# Flecken auf Teichfolie



## Stefan1984 (26. März 2017)

Hallo zusammen,
Ich habe an diesem Wochenende unseren Schwimmteich aus dem Winterschlaf geweckt. Leider haben sich die bereits im letzten Jahr aufgetretenen Flecken weiter ausgebreitet. Die Flecken auf der Teichfolie sind mit einer Bürste fast nicht zu entfernen. Der fotografierte Zustand ist der aktuelle nach der Reinigung und Absaugung. Die zu fotografierten Flecken sind nicht zu entfernen. Lediglich mit dem Fingernagel lassen Sie sich abkratzen.

Es sind zwei Arten von Flecken, welche ich absolut noch zuordnen kann.
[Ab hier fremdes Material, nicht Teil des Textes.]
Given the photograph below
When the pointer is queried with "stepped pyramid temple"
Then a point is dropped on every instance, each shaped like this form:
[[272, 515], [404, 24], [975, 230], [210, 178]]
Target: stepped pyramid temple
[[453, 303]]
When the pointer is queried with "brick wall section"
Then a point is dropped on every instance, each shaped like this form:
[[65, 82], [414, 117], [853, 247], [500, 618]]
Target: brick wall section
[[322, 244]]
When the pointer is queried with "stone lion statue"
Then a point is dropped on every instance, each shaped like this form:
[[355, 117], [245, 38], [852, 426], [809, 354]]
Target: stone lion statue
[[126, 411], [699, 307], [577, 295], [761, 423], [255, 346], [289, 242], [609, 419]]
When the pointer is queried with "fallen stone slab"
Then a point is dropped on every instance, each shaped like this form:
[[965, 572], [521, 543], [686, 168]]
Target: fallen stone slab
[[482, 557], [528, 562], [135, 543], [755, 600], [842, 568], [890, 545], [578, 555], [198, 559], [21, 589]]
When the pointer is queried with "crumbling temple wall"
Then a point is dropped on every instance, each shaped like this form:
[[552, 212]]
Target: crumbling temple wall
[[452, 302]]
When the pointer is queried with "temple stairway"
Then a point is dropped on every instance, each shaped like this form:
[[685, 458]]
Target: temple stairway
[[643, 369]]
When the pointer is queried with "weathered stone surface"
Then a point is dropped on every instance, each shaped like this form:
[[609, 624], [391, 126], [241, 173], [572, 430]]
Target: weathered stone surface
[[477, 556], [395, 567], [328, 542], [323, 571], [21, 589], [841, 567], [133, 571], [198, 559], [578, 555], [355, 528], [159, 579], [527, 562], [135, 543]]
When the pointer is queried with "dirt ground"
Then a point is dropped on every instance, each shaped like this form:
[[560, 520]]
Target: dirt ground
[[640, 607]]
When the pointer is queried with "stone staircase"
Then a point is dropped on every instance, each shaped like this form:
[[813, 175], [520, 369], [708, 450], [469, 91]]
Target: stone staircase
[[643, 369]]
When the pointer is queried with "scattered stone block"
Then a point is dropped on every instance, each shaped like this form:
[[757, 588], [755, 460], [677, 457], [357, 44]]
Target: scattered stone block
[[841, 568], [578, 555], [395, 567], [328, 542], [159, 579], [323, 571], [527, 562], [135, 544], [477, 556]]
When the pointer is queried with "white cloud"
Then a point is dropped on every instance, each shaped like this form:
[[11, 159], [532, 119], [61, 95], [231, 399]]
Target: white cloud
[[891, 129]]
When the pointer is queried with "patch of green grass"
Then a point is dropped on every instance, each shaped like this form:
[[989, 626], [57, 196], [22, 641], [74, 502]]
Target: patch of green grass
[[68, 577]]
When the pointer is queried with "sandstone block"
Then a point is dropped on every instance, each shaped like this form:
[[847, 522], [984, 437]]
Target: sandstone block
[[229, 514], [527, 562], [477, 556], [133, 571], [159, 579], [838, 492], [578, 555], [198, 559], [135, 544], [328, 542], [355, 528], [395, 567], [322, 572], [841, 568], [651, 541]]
- Kreisrunde Flecken, die immer größer werden
- Schwarze unförmige Flecken

Habe mal drei Fotos angehangen.

Daten zum Teich
70m2 Fläche, davon 25m2 Schwimmbereich und der Rest ist Pflanzenzone.
5 Kammer Filter
Pumpe mit einer Leistung von 18.000l pro Stunde
33m3 Inhalt

Könnt Ihr mir helfen, die Flecken einzuordnen und ggf. Tipps zum entfernen und Vorsorge geben?

Vielen Dank.

Schönen Sonntag.
	

	
	
		
		

		
			















Grüße,
Stefan


Gesendet von iPhone mit Tapatalk


----------



## marcus18488 (26. März 2017)

Sieht fasst fast wie Pinselalge aus. 
Aber es gibt hier Spezialisten die vl mehr erkennen als ich


----------



## Stefan1984 (26. März 2017)

Danke für Deine Antwort.Die runden Flecken sind flach ... oder meintest Du die anderen?
Dachte immer Pinselalgen sind buschig. [emoji854]
Gucken wir mal, wer sich noch meldet.

Grüße,
Stefan


Gesendet von iPhone mit Tapatalk


----------



## center (27. März 2017)

Ich hab diese oder so was ähnliches letztes Jahr nach dem Winter im Pool (Chlor) auch gehabt.
Man muss schon ganz schön schrubben, aber wenn sie weg sind, sind sie weg.


----------



## Stefan1984 (27. März 2017)

Leider kamen die Flecken letztes Jahr nach dem Entfernen wieder. Jetzt nach dem Winter haben sie sich weiter ausgebreitet. Dachte bei den Runden Flecken erst an eine Art Pilz, der sich auf der Folie bildet. Kann das sein?

Grüße,
Stefan


Gesendet von iPhone mit Tapatalk


----------



## Stefan1984 (27. März 2017)

Nachtrag: Ich wollte heute mal versucht, unter welchen Umständen die Flecken am einfachsten zu entfernen sind. Ich habe einfach mal ganz dreist einen Kärcher in Richtung Fleck gehalten und geguckt was passiert.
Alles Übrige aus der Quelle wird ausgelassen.